Thierry Labica revient dans cet extrait (sous le titre « Médias et distorsions milliardaires ») sur la formidable offensive médiatique qui a pris pour cible Jeremy Corbyn depuis son accession à la tête du Labour Party.
La question du rôle des principaux médias peut être une affaire délicate. Dénoncer les médias, n’est-ce pas une facilité un peu trop pratiquée pour rester tout à fait honorable ? N’y a-t-il pas, dans « la faute aux médias » l’articulation classique des imaginaires de la conspiration ? La réponse étant non, au moins en l’occurrence, on prendra la liberté d’ajourner la discussion de ce beau sujet. On doit pouvoir se contenter de deux ou trois remarques préliminaires.
Une concentration massive
Premièrement, la dénonciation « des médias » a d’une part une base objective pour elle : comme le rappelait la citation de la rédactrice du site d’information indépendant, The Canary [3], leur concentration capitaliste les a constitués, de fait, comme autant de complexes stratégiques puissants et notoirement en mesure de façonner le climat de la vie politique britannique, en l’occurrence. (...)

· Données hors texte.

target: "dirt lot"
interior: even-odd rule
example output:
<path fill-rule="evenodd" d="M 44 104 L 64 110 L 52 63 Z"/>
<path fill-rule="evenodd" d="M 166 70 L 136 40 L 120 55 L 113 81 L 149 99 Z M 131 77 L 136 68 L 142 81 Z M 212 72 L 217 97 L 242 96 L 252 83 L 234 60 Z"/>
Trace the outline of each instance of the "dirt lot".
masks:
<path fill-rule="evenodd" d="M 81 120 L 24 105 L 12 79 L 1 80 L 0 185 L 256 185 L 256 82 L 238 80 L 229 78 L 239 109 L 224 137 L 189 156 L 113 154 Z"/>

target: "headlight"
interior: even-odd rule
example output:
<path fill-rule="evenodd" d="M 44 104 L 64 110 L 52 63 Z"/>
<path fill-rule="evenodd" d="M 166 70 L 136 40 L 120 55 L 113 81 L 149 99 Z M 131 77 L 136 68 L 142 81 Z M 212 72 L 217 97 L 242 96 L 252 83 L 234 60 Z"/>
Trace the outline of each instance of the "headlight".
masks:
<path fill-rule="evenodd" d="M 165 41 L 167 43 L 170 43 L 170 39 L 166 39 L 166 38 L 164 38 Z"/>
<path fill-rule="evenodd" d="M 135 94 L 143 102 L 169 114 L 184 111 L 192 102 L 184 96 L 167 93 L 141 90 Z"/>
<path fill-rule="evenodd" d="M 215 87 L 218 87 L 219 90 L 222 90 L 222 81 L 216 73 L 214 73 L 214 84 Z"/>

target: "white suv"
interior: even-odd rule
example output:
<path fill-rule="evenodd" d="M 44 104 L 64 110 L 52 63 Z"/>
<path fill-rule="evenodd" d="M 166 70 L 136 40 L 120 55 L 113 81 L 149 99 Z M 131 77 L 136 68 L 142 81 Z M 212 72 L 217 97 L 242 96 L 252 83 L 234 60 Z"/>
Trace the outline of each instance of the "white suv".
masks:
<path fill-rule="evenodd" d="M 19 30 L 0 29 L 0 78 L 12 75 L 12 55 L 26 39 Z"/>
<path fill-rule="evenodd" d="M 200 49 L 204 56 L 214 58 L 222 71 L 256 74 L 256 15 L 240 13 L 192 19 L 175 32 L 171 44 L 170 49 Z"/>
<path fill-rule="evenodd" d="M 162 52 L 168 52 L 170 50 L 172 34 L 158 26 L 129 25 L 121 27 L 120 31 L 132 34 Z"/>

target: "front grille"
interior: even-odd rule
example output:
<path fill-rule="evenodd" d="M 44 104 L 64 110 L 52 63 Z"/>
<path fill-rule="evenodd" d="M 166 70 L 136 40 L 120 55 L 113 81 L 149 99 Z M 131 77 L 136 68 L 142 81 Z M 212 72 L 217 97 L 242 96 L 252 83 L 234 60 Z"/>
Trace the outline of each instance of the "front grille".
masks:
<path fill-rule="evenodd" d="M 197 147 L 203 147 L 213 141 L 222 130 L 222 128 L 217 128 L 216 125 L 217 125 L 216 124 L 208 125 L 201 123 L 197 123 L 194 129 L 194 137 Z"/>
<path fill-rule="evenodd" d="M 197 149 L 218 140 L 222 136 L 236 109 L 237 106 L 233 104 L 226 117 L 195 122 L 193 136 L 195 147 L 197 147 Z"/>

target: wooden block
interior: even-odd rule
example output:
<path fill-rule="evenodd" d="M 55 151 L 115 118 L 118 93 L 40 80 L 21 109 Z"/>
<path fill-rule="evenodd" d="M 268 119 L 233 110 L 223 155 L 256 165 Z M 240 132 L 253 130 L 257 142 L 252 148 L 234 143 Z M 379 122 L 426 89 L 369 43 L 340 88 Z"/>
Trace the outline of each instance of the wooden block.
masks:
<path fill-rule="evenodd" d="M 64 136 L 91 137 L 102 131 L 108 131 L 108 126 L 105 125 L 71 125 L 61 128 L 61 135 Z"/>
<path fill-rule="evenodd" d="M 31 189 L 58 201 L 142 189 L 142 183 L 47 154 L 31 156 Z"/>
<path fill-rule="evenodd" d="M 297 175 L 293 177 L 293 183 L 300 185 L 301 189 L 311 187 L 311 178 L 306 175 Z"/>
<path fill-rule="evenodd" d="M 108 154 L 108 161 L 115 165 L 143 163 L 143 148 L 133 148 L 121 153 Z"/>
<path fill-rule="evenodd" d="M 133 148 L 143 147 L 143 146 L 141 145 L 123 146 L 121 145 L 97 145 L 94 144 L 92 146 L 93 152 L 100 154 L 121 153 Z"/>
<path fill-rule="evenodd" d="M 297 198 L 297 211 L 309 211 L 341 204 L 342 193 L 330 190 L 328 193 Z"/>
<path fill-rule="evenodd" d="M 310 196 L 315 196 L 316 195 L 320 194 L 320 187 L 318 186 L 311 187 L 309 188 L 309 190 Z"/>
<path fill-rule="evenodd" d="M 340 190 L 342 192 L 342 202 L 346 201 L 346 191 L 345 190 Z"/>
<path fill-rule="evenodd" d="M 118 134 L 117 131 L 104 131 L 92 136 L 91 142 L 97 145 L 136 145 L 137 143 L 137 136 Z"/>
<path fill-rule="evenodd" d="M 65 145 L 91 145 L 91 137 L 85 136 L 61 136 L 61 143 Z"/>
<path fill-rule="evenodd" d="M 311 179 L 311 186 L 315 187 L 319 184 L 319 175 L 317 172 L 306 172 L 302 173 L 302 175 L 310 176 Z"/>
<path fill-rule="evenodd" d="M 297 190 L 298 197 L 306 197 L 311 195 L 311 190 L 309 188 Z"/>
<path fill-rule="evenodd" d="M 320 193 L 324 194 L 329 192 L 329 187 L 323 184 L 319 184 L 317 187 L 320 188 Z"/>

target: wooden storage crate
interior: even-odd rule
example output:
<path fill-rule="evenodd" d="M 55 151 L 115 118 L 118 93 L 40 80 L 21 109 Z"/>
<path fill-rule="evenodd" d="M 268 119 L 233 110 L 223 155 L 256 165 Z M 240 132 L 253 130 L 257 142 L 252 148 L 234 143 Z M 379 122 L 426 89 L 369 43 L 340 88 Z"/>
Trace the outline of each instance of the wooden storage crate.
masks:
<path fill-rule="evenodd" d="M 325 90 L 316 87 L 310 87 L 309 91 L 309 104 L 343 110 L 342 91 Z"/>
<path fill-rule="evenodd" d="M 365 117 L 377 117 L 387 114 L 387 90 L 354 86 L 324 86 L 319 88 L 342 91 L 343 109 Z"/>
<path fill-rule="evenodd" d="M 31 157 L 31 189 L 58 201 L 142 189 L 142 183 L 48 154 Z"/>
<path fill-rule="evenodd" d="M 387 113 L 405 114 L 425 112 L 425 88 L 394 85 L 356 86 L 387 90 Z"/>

Plus généralement, il devrait suffire de rappeler qu’en ce qui concerne le Royaume-Uni, deux groupes – News Corp UK et le Daily Mail group (propriété de Lord Rothmere) – détiennent à eux seuls 60% de la presse nationale. Si l’on élargit le périmètre de l’élite de cette industrie, six entreprises se partagent 80% de la presse locale, soit, « plus de quatre fois l’ensemble des titres des cinquante-six éditeurs restants, et quatre-vingt-cinq pourcent des revenus dégagés » [6] Nul besoin, donc, de supputer des conspirations (qui certes existent bel et bien par ailleurs) ; à un diner de grands fauves, les convives n’ont pas besoin de conciliabules préalables pour s’offusquer en chœur de la présence inopinée d’un menu végétarien à la carte.
L’expérience passée
Mais outre cette situation de concentration massive, les pratiques et les déséquilibres qu’elle induit, il y a l’expérience passée. Toute personne ayant gardé le souvenir de l’année 1984-85 en Grande-Bretagne, sera tentée de faire le parallèle entre le traitement de la gauche travailliste dans les médias nationaux britanniques et celui de la grande grève des mineurs d’il y a maintenant trente ans.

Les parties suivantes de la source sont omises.